In 2007, Senator Richard Durbin (D-IL) said, “It’s time to reinstitute the Fairness Doctrine,’ an opinion shared by his Democratic colleague, Senator John Kerry of Massachusetts. However, according to Marin Cogan of ‘The New Republic’ in late 2008: ‘Senator Durbin’s press secretary says that Durbin has ‘no plans, no language, no nothing. He was asked in a hallway last year, he gave his personal view’—that the American people were served well under the doctrine—’and it’s all been blown out of proportion.’
In 2008, U.S. Representative Nancy Pelosi told reporters that her fellow Democratic Representatives did not want to forbid reintroduction of the Fairness Doctrine, adding ‘the interest in my caucus is the reverse.’ Later that year, Senator Jeff Bingaman (D-NM) told a conservative talk radio host in Albuquerque: ‘I would want this station and all stations to have to present a balanced perspective and different points of view. All I’m saying is that for many, many years we operated under a Fairness Doctrine in this country, and I think the country was well-served. I think the public discussion was at a higher level and more intelligent in those days than it has become since.’
In 2009, Senator Tom Harkin (D-IO) told Press, ‘…we gotta get the Fairness Doctrine back in law again.’ Later in response to Press’s assertion that ‘…they are just shutting down progressive talk from one city after another,’ Senator Harkin responded, ‘Exactly, and that’s why we need the fair—that’s why we need the Fairness Doctrine back.’ Former President Bill Clinton has also shown support for the Fairness Doctrine. During an appearance on the ‘Mario Solis Marich’ radio show, Clinton said: ‘Well, you either ought to have the Fairness Doctrine or we ought to have more balance on the other side, because essentially there’s always been a lot of big money to support the right wing talk shows.’ Clinton cited the ‘blatant drumbeat’ against the stimulus program from conservative talk radio, suggesting that it doesn’t reflect economic reality.
In 2008, FCC Commissioner Robert M. McDowell stated that the reinstitution of the Fairness Doctrine could be intertwined with the debate over network neutrality (a proposal to classify network operators as common carriers required to admit all Internet services, applications and devices on equal terms), presenting a potential danger that net neutrality and Fairness Doctrine advocates could try to expand content controls to the Internet. It could also include ‘government dictating content policy.’ The conservative Media Research Center’s Culture & Media Institute argued that the three main points supporting the Fairness Doctrine — media scarcity, liberal viewpoints being censored at a corporate level, and public interest — are all myths.

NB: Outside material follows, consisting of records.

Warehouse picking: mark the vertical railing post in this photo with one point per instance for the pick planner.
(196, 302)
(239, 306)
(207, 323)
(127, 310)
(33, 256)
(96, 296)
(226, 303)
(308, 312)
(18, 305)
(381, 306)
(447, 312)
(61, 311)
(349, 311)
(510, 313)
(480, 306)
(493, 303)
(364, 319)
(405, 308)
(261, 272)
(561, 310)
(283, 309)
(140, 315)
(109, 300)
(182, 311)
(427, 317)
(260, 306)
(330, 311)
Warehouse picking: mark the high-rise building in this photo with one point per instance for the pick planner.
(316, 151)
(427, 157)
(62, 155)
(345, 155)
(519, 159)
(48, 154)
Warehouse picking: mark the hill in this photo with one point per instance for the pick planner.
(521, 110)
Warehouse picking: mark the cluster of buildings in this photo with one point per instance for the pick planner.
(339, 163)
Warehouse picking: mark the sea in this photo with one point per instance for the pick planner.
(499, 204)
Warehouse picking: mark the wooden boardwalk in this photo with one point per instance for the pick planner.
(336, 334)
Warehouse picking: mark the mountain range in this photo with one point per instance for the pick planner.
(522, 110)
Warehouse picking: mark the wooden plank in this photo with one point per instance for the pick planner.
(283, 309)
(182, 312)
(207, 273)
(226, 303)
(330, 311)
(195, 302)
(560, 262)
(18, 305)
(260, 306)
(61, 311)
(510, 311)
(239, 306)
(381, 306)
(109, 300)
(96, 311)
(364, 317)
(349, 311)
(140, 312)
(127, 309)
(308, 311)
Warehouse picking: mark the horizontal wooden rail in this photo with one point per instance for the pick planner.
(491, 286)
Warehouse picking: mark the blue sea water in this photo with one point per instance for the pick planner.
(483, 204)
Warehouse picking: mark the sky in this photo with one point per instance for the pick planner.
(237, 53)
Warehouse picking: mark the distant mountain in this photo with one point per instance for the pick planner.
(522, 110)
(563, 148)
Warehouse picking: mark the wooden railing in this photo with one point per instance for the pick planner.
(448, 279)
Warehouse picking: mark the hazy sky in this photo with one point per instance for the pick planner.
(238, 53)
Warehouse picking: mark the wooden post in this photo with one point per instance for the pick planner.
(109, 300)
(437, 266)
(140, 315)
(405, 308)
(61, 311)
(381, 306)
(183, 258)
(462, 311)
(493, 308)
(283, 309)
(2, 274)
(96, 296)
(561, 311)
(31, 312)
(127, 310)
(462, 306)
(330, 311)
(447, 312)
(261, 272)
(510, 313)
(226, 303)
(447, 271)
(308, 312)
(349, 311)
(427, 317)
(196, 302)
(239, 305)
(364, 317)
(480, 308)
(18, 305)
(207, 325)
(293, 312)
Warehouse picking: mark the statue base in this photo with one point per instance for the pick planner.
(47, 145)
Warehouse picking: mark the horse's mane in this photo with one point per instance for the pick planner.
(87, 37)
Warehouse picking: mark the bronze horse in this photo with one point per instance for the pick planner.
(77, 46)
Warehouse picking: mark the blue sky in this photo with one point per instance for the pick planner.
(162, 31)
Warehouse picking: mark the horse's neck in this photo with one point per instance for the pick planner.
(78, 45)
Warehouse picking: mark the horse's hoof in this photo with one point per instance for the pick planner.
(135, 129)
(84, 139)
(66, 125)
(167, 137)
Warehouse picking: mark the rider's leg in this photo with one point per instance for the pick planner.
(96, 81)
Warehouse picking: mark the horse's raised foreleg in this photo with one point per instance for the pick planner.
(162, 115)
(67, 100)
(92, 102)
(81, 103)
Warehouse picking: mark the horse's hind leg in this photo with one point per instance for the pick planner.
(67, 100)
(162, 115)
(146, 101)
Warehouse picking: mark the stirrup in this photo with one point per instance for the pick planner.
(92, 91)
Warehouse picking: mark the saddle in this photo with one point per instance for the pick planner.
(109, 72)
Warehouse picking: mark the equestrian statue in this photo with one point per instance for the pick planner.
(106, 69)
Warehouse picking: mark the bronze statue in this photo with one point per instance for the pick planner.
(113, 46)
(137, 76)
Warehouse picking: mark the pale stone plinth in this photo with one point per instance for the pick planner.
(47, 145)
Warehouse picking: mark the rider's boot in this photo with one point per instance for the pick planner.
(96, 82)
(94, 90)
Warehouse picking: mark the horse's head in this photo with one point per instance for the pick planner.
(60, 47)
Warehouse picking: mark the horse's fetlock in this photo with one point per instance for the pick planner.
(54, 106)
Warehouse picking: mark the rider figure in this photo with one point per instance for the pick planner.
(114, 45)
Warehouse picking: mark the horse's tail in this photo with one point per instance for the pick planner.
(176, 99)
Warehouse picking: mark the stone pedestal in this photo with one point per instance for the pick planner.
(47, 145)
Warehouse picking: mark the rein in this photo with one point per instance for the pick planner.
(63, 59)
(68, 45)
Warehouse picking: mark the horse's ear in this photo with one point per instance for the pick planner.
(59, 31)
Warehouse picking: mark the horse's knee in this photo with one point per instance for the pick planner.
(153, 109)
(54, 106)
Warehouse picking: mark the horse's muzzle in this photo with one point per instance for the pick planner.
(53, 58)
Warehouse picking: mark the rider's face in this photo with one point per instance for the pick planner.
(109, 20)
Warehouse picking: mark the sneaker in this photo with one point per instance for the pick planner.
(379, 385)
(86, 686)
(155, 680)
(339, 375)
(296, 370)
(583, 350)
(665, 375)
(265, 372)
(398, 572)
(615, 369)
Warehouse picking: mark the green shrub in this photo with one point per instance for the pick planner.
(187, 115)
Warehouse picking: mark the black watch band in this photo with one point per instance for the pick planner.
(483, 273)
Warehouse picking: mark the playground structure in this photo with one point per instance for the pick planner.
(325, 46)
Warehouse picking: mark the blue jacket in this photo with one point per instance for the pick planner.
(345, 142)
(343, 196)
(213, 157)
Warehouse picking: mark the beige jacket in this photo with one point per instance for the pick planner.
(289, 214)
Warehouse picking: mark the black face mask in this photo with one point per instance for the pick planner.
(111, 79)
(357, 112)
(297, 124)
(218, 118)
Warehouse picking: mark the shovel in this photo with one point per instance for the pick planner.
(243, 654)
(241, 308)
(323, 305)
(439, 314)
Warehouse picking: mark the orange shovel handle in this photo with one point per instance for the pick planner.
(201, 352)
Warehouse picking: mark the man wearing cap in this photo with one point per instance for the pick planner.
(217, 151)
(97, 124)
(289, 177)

In June 2008, Barack Obama’s press secretary wrote that Obama (then a Democratic U.S. Senator from Illinois and candidate for President): ‘Does not support reimposing the Fairness Doctrine on broadcasters … [and] considers this debate to be a distraction from the conversation we should be having about opening up the airwaves and modern communications to as many diverse viewpoints as possible. That is why Sen. Obama supports media-ownership caps, network neutrality, public broadcasting, as well as increasing minority ownership of broadcasting and print outlets.’
In 2011, the Chairman and a subcommittee chairman of the House Energy and Commerce Committee, both Republicans, said that the FCC, in response to their requests, had set a target date of August 2011 for removing the Fairness Doctrine and other ‘outdated’ regulations from the FCC’s rulebook. On August 22, 2011, the FCC formally voted to repeal the language that implemented the Fairness Doctrine, along with removal of more than eighty other rules and regulations, from the Federal Register following a White House executive order directing a ‘government-wide review of regulations already on the books,’ to eliminate unnecessary regulations.